The last thing Salesforce's share buyback program does is deliver value to its shareholders. Normally, share buybacks are a good thing, assuming the price paid for shares is reasonable. After the buyback, profits are spread across a smaller number of shares, boosting per-share numbers and potentially the stock price. In some cases, share buybacks are a better way to return value to shareholders than dividends.

The problem with Salesforce's share buyback program is that it doesn't reduce the share count by much at all. How is that possible? Let me tell you about stock-based compensation.
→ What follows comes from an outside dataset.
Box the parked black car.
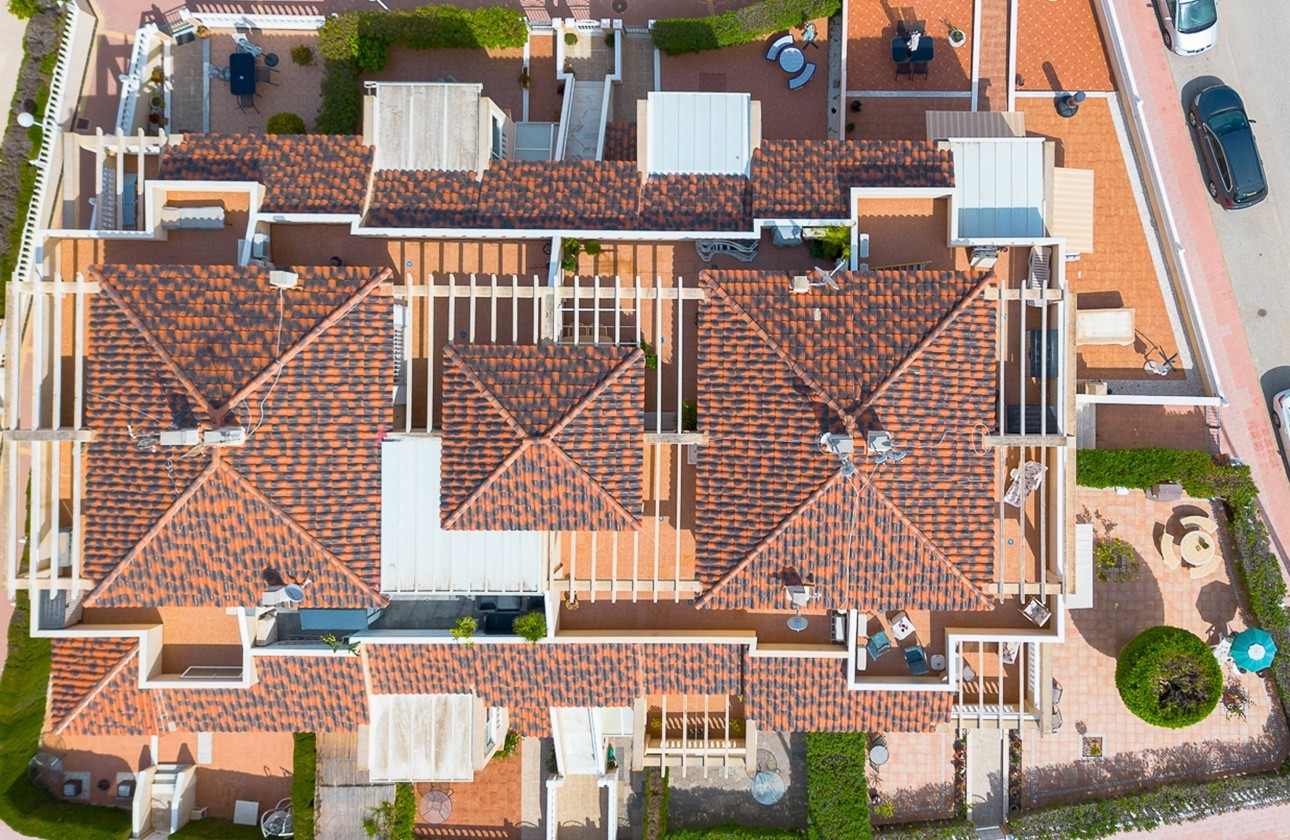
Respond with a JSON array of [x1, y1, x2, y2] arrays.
[[1187, 85, 1268, 209]]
Like most tech companies, Salesforce doles out equity and options to employees and executives. Stock-based compensation helps retain talent, and it gives employees some skin in the game by tying compensation to the performance of the stock. There's nothing wrong with this in theory.

But also like most tech companies, Salesforce likes to report adjusted profit metrics. These adjusted, or non-GAAP, profit metrics treat stock-based compensation as if it weren't a real expense. While stock-based compensation is a noncash expense, it is very real. Back in 1992, super-investor Warren Buffett had this to say about stock-based compensation:

If options aren't a form of compensation, what are they? If compensation isn't an expense, what is it? And, if expenses shouldn't go into the calculation of earnings, where in the world should they go?

For the current fiscal year, which ends in late January, Salesforce expects to report adjusted earnings per share as high as $4.94. A whopping $3.26 per share will come from the company treating stock-based compensation as something to be ignored.

Here's how this ties back into the buyback program. Even if you were to make the argument that it's OK to pretend stock-based compensation can be ignored because it doesn't use cash, the buyback program uses cash to offset the dilutive effects of stock-based compensation.

$1.7 billion spent

Salesforce spent $1.68 billion on share buybacks in the third quarter. The diluted share count at the end of the third quarter was 1 billion, down from 1.001 billion at the end of the second quarter. Salesforce effectively paid over $1,600 for each share it retired. That's more than 10 times the current stock price.

Salesforce is handing out stock options, claiming that these expenses don't matter by virtue of touting adjusted profit metrics, then turning around and pouring cash into preventing a share count explosion caused by those very same stock options. All the buyback program does is turn a non-cash expense into a de facto cash expense.

Salesforce has more than $8 billion left as part of its share buyback authorization, and more likely than not, the vast majority of that will go toward offsetting the dilution from stock-based compensation. Investors would be wise to ignore Salesforce's adjusted profit figures when evaluating the stock. They're nonsense.